Meskipun mayoritas dari 19 lembaga yang disurvei oleh CNBC Indonesia memprediksi BI akan mempertahankan suku bunga di 5,75%, terdapat tiga institusi yang memperkirakan penurunan menjadi 5,50%.

Keputusan BI kali ini krusial mengingat tingginya ketidakpastian global akibat perang dagang yang dipicu oleh kebijakan Presiden AS Donald Trump. Kekhawatiran meluas bahwa perang dagang dapat memperlambat pertumbuhan ekonomi global dan menekan nilai tukar mata uang banyak negara.

Kebijakan Trump menempatkan bank sentral dalam dilema: memangkas suku bunga untuk mendorong pertumbuhan atau mempertahankannya untuk menjaga stabilitas nilai tukar.

Beberapa negara, seperti Singapura, Eropa, dan India, telah menurunkan suku bunga.
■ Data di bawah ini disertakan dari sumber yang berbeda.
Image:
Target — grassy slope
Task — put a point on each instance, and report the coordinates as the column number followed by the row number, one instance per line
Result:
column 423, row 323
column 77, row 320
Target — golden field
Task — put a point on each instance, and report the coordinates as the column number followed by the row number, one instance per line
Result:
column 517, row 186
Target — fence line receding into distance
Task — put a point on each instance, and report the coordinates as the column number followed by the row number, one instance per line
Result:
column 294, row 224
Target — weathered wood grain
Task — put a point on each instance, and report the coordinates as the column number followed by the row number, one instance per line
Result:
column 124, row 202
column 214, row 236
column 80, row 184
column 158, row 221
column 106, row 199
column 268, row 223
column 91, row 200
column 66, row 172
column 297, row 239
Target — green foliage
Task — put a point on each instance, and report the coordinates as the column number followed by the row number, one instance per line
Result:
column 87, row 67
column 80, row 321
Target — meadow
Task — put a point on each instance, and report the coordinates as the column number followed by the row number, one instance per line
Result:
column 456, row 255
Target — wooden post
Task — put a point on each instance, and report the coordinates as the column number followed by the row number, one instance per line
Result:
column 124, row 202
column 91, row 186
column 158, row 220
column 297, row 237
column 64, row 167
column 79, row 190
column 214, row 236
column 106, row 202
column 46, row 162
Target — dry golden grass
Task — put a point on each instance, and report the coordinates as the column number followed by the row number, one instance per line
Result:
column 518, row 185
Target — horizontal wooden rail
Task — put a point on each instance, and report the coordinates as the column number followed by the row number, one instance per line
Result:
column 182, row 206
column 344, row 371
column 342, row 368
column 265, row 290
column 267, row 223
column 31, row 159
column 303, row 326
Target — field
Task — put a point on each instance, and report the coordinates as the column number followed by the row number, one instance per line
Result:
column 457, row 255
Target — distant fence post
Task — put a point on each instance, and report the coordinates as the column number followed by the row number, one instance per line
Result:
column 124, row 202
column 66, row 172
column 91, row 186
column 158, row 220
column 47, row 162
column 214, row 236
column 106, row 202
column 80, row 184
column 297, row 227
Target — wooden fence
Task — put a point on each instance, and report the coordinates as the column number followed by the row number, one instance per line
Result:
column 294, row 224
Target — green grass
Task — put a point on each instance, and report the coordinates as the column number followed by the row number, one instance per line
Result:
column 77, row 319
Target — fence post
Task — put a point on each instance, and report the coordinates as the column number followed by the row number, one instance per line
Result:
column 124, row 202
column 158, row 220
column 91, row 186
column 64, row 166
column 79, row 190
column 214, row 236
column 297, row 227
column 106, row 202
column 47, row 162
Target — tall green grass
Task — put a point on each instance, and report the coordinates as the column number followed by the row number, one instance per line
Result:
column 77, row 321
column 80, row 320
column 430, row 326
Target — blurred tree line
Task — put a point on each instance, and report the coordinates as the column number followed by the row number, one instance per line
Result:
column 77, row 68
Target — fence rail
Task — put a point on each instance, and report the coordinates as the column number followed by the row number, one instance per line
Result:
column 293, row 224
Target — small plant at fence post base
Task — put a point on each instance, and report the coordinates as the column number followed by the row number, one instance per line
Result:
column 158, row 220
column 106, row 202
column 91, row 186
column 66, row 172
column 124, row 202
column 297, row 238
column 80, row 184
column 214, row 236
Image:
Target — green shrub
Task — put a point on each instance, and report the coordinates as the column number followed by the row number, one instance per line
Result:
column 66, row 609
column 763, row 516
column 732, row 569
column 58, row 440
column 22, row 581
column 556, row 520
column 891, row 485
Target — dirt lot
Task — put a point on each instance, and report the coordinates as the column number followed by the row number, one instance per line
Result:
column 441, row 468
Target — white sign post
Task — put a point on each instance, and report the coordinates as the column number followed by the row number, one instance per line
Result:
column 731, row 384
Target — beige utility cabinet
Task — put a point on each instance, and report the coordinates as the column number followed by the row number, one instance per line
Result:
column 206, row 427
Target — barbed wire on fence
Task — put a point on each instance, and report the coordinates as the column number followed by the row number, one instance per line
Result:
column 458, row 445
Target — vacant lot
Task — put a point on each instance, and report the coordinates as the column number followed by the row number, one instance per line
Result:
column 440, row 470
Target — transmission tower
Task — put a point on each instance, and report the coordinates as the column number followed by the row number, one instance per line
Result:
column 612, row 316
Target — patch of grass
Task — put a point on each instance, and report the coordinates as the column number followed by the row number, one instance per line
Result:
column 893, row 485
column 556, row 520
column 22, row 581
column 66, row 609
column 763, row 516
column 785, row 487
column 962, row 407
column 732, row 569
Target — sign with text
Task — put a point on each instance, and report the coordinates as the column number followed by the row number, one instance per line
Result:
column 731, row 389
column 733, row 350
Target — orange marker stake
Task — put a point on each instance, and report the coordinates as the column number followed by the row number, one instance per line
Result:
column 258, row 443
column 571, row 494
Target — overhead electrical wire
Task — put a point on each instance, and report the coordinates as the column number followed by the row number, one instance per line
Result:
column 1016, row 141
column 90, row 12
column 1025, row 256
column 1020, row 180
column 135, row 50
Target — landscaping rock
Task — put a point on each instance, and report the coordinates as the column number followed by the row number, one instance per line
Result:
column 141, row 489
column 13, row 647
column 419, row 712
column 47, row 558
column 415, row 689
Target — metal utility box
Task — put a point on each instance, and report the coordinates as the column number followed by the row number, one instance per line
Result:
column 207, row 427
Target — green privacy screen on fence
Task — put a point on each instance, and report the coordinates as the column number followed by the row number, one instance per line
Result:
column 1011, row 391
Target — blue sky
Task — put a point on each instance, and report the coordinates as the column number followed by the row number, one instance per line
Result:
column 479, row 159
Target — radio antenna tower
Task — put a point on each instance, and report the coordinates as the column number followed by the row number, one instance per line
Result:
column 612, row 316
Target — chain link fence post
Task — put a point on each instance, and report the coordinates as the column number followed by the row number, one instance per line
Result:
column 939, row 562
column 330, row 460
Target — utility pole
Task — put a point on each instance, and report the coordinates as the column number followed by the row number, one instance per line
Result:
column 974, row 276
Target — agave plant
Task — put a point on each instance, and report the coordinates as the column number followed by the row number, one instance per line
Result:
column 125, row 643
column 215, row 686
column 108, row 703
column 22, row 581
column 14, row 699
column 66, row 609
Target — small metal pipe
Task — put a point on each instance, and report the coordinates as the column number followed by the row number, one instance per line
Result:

Sebaliknya, Turki justru menaikkannya.

Gubernur BI, Perry Warjiyo, sebelumnya menyatakan bahwa mempertahankan suku bunga konsisten dengan upaya menjaga inflasi sesuai target 2,5% plus minus 1%, menjaga stabilitas nilai tukar, dan mendorong pertumbuhan ekonomi di kisaran 4,7%-5,5% pada 2025.

Perry juga menyoroti ketidakpastian ekonomi global akibat perang tarif AS dengan mitra dagangnya, serta tekanan pada nilai tukar rupiah terhadap dolar AS yang telah melemah 1,48% menjadi Rp16.800/US$ hingga 21 April 2025.

Beberapa analis berpendapat bahwa BI akan menahan suku bunga untuk menjaga stabilitas rupiah dan menopang capital outflow, mengingat nilai tukar masih di atas target pemerintah dan BI. Selain itu, ini juga untuk menjaga spread dengan Fed Fund Rate (FFR), yang diperkirakan akan tetap di 4,5% pada pertemuan Mei 2025.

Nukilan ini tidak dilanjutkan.